In October of 2010 Ruddy Encarnacion felt unlucky to only get a draw against Jean Pierre Bauwens, so he believed he had unfinished business in the long-awaited rematch on Friday night, December 1, with the vacant World Boxing Federation (WBF) Intercontinental Lightweight title on the line.
Once again the Spain-based Dominican War-Horse travelled to his opponents back-yard, as the second go-around took place at the same venue as the original encounter, the Topsporthal Vlanderen in Ghent, Belgium.
A loud and enthusiastic crowd did their part to push the local hero to victory, but to no avail. In a clash of former European Union Champions, Encarnacion was the more active and accurate puncher of the two, hell-bend to do everything in his power to get the victory this time.
After twelve entertaining rounds of boxing, the visitor got the unanimous decision as judges Jean-Marcel Nartz and Philippe Wouters scored the fight 116-112, while judge Mufadel Elghazaoui had it slightly closer at 116-113. Referee was Brahim Ait Aadi.

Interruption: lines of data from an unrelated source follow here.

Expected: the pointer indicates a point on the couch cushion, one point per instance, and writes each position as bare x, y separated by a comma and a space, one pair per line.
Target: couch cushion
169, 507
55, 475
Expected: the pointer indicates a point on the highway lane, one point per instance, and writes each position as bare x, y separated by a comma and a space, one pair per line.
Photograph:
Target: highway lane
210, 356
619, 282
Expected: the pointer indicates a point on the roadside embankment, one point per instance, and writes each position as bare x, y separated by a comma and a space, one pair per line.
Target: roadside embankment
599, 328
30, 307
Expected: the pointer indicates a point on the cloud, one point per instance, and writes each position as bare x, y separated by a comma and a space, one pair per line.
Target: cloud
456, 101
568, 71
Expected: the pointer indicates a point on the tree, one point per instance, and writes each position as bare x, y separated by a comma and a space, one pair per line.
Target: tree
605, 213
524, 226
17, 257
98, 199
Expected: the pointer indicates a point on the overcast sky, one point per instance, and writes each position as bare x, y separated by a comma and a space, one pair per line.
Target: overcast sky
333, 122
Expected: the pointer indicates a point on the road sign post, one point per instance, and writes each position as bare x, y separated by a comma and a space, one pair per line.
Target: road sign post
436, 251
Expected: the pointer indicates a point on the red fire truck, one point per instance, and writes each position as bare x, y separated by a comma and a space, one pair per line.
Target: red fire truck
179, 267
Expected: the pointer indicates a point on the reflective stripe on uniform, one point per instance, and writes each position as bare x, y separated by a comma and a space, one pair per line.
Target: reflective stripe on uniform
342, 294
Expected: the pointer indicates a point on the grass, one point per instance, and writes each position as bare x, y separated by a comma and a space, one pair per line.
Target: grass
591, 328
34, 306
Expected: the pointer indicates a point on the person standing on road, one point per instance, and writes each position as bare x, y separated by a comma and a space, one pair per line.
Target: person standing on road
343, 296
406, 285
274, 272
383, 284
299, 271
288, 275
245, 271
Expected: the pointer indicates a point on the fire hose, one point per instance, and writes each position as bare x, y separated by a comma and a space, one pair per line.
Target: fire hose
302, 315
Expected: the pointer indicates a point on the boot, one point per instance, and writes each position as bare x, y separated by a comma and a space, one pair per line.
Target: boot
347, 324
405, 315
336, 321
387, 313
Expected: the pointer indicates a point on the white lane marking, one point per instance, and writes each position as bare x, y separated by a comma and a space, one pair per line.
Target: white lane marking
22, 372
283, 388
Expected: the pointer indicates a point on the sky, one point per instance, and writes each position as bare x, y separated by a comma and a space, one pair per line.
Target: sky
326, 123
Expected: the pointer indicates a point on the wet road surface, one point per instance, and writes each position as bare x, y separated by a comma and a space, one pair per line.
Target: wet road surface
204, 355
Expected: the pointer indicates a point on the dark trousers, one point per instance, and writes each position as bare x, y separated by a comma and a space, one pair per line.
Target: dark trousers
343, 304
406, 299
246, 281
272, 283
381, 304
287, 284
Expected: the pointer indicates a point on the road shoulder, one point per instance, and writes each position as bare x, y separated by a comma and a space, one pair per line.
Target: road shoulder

38-year-old Encarnacion, now 38-26-4 (18), has taken every challenge put in front of his since turning professional in 1999. He only won two of his first ten outings, but has since been an example that losing fights doesn’t necessarily mean the end of the road.
Some would call him a gate-keeper, some might label him as a journeyman, but whatever the description he is a quality fighter, and Encarnacion has achieved more than most in winning Spanish, European Union and WBF Intercontinental championships.
Jean Pierre Bauwens, also something of a veteran despite being only twenty-nine, drops to 42-5-2 (24). Naturally very disappointed in the outcome against Encarnacion, he is still young enough to regroup and make another run.